ベンチャーキャピタルは「もの言う株主」より「働く株主」であれ

永井美智子(編集部)、田中誠2006年11月02日 08時00分

 企業が成長する過程では、決して経営者1人の努力だけでは無理だろう。資金はもとより、経営に関するアドバイスなどさまざまな支援が必要になる。こうした役割を担うひとつがベンチャーキャピタル(VC)だが、経営者とVCはどのようにして出会い、具体的にどういう関係を構築していくのか、そして人物像は。

 IBM Venture Capital Group日本担当の勝屋久氏が紹介する形式で、VCと経営者の両者に対談してリアルにお伝えします。アイシーピー取締役の石部将生氏と、カカクコム取締役相談役の穐田誉輝氏の登場です。

勝屋:以前、このシリーズに登場して頂いたインキュベート・キャピタル・パートナーの赤浦さんから、ジャフコ時代の同僚ということでご紹介頂いたんですが、まずはお2人の出会いから伺えますか。

石部:僕の方が先輩なんですが、僕が1989年にジャフコに入社しまして、2年下が赤浦さん、4年下が穐田さんです。メンバーズの剣持君(代表取締役社長の剣持忠氏)も含めて、みんな同じ部署で机を並べていました。

勝屋:石部さんから見て、穐田さんの最初の印象はどうでしたか?

石部:穐田君は同期の中で最初に投資案件を成立させたんですよ。当時、ジャフコでは投資案件の数が成績として評価されたんです。でも確か、大変なことになっちゃったんだよね。

穐田:大変でしたね。経営者が詐欺師だったことが後で判明しましたからね(苦笑)。契約上、使えない資金を巧妙に使い込まれて、結局、投資して半年くらいで倒産しちゃったんです。ジャフコには大変申し訳ありませんが、投資後の最短倒産記録を持っているのはたぶん僕ですね。

穐田誉輝氏と石部将生氏

石部:そうそう。だから最初に投資を決めて、同期の中では一番優秀だと思ったら、すぐにトラブってしまったりして、短い間にいろんなことを経験する人だなあという印象ですよね(笑)

穐田:2億円くらいの被害がありました。本気で悪いことを仕掛けてくる人への対抗手段というのは、今考えてもなかなか難しいですね。

勝屋:では、そんな若き日の穐田さんから見て、石部さんの印象はどうでしたか。

穐田:僕からすると本当にジャフコという会社の象徴的な存在ですよ。当時、第一投資本部という部署にいたのですが、そこはジャフコの中でも先進的な部署で、日本のVCは俺たちが創っていくんだという高い意識がありました。僕は新卒でそこに入って、強烈な影響を受けたわけです。社会人としての教育は全てそこで受けたと言ってもいいくらいです。

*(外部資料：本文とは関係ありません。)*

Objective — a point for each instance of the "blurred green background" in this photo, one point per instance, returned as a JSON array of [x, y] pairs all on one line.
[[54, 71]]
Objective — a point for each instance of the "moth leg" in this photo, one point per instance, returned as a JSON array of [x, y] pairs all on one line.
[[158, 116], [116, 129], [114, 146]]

 その中でも石部さんは部署全体を代表して環境を作っている人でした。大げさな例えかもしれませんが、明治維新の時に薩摩藩のごく一部の地域から多くの志士が出たのと同じように、狭い環境で同じような志を持った人がお互いに触発しあっていたんです。そこに僕も身を置けたのはすごくラッキーでしたね。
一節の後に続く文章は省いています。